1 Department of Computer Science, The University of Auckland , Auckland 1010 , New Zealand.
2 Department of Biology, Indiana University , Bloomington, IN 47405 , USA.
Philos Trans R Soc Lond B Biol Sci. 2019 Jul 22;374(1777):20180244. doi: 10.1098/rstb.2018.0244. Epub 2019 Jun 3.
Accurate inferences of convergence require that the appropriate tree topology be used. If there is a mismatch between the tree a trait has evolved along and the tree used for analysis, then false inferences of convergence ('hemiplasy') can occur. To avoid problems of hemiplasy when there are high levels of gene tree discordance with the species tree, researchers have begun to construct tree topologies from individual loci. However, due to intralocus recombination, even locus-specific trees may contain multiple topologies within them. This implies that the use of individual tree topologies discordant with the species tree can still lead to incorrect inferences about molecular convergence. Here, we examine the frequency with which single exons and single protein-coding genes contain multiple underlying tree topologies, in primates and Drosophila, and quantify the effects of hemiplasy when using trees inferred from individual loci. In both clades, we find that there are most often multiple diagnosable topologies within single exons and whole genes, with 91% of Drosophila protein-coding genes containing multiple topologies. Because of this underlying topological heterogeneity, even using trees inferred from individual protein-coding genes results in 25% and 38% of substitutions falsely labelled as convergent in primates and Drosophila, respectively. While constructing local trees can reduce the problem of hemiplasy, our results suggest that it will be difficult to completely avoid false inferences of convergence.
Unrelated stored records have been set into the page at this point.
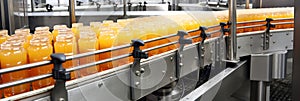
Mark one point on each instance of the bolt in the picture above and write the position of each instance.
(202, 47)
(137, 73)
(100, 84)
(180, 64)
(61, 99)
(142, 70)
(171, 78)
(137, 83)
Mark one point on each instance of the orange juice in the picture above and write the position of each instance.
(106, 39)
(56, 28)
(1, 93)
(3, 36)
(75, 29)
(122, 22)
(19, 38)
(95, 26)
(88, 43)
(40, 50)
(24, 32)
(43, 32)
(13, 54)
(107, 23)
(66, 43)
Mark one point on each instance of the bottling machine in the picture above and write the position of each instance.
(229, 61)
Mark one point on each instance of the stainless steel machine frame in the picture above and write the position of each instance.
(296, 58)
(159, 70)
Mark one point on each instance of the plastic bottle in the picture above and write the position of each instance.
(75, 29)
(56, 28)
(43, 32)
(3, 36)
(40, 50)
(66, 43)
(88, 43)
(13, 54)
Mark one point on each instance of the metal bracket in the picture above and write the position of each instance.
(182, 41)
(266, 36)
(136, 69)
(203, 35)
(59, 92)
(223, 29)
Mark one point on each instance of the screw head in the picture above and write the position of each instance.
(142, 70)
(61, 99)
(163, 72)
(181, 64)
(100, 84)
(137, 83)
(137, 73)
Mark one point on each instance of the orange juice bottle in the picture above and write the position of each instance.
(56, 28)
(13, 54)
(66, 44)
(3, 36)
(1, 92)
(19, 38)
(95, 26)
(88, 43)
(106, 40)
(24, 32)
(122, 22)
(43, 32)
(40, 50)
(107, 23)
(75, 29)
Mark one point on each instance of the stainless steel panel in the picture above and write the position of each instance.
(261, 67)
(222, 84)
(190, 60)
(158, 73)
(279, 65)
(109, 89)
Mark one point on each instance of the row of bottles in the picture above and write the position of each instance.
(245, 15)
(23, 47)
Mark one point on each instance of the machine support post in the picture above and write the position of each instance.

We conclude by suggesting several ways forward in the analysis of convergent evolution, for both molecular and morphological characters. This article is part of the theme issue 'Convergent evolution in the genomics era: new insights and directions'.
准确的趋同推断需要使用适当的树拓扑结构。如果一个特征进化的树与用于分析的树不匹配,那么就会出现错误的趋同推断(“半同型”)。为了避免在基因树与种系发生树高度不一致时出现半同型问题,研究人员开始从单个基因座构建树拓扑结构。然而,由于基因内重组,即使是特定基因座的树也可能包含多个拓扑结构。这意味着使用与种系发生树不一致的个体树拓扑结构仍然可能导致对分子趋同的错误推断。在这里,我们检查了在灵长类动物和果蝇中,单个外显子和单个蛋白质编码基因包含多个潜在树拓扑结构的频率,并量化了使用从单个基因座推断的树时半同型的影响。在这两个分支中,我们发现单个外显子和整个基因中通常存在多个可诊断的拓扑结构,91%的果蝇蛋白质编码基因包含多个拓扑结构。由于这种潜在的拓扑异质性,即使使用从单个蛋白质编码基因推断的树,也会导致 25%和 38%的替换在灵长类动物和果蝇中被错误地标记为趋同,分别。虽然构建局部树可以减少半同型问题,但我们的结果表明,完全避免趋同的错误推断将是困难的。最后,我们通过建议在分析分子和形态特征的趋同进化时的几种方法来结束本文。这篇文章是主题问题“基因组时代的趋同进化:新的见解和方向”的一部分。